Membranous Glomerulopathy With Light Chain-Restricted Deposits: A Clinicopathological Analysis of 28 Cases

Alejandro Best Rocha, Christopher P Larsen
KI Reports 2017, 2 (6): 1141-1148

Introduction: Membranous glomerulopathy (MG) is a common cause of nephrotic syndrome that results from the formation of immune complexes along the subepithelial aspect of the glomerular basement membranes. Although it is most frequently caused by polytypic deposits, cases with light chain isotype-restricted deposits are rarely seen.

Methods: We conducted a retrospective analysis of 28 cases of MG that showed light chain isotype restriction.

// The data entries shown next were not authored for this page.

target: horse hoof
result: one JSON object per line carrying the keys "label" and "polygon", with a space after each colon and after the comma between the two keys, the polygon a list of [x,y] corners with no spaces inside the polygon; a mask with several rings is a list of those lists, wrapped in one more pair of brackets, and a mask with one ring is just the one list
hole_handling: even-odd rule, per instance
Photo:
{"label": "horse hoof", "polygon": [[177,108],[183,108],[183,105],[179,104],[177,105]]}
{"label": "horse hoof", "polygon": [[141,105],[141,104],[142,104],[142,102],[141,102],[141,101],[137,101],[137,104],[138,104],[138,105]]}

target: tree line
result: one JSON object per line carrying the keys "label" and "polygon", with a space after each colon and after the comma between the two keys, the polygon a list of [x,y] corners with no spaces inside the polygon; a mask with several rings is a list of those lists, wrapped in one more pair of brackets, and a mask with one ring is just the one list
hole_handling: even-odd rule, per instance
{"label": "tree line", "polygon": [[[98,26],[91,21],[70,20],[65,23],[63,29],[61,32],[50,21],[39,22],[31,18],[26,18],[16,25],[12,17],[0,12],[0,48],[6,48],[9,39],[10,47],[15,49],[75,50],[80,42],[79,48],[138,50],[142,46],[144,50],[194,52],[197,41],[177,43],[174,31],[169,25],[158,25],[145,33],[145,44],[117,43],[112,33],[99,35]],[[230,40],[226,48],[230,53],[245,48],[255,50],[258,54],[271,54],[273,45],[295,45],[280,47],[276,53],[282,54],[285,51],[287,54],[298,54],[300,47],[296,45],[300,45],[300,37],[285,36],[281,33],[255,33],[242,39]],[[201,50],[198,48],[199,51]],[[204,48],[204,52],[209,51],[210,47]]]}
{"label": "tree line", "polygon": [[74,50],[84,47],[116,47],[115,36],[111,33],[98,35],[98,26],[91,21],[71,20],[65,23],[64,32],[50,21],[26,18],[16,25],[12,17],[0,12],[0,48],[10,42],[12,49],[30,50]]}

Results: The mean age at diagnosis was 62.2 years and the male-to-female ratio was 1. All patients presented with proteinuria (73.1% nephrotic range), and the mean serum creatinine was 1.5 mg/dl. Six patients had an underlying lymphoproliferative disorder (LPD), 2 had autoimmune disease, and 1 patient was positive for both hepatitis B and syphilis. Only 1 of the patients with an LPD had a detectable monoclonal Ig. Four patients (14.3%) showed focal proliferation or crescents, 3 of whom had an underlying LPD. Kappa (κ) restriction was seen in 26 of 28 patients (85.7%). Staining for IgG subclasses was performed in 19 cases, 14 of which showed positive staining for a single subclass. PLA2R was positive in 7 of 27 cases. 30% of PLA2R-negative patients and 28.6% of those with positive staining for a single IgG subclass had an associated LPD.

Discussion: The majority of MG cases with light chain isotype-restricted deposits lack a recognizable secondary etiology. However, the absence of PLA2R positivity, positive staining for a single IgG subclass, and presence of focal proliferation are worrisome histopathologic features that should prompt a thorough clinical workup to exclude the presence of an underlying LPD.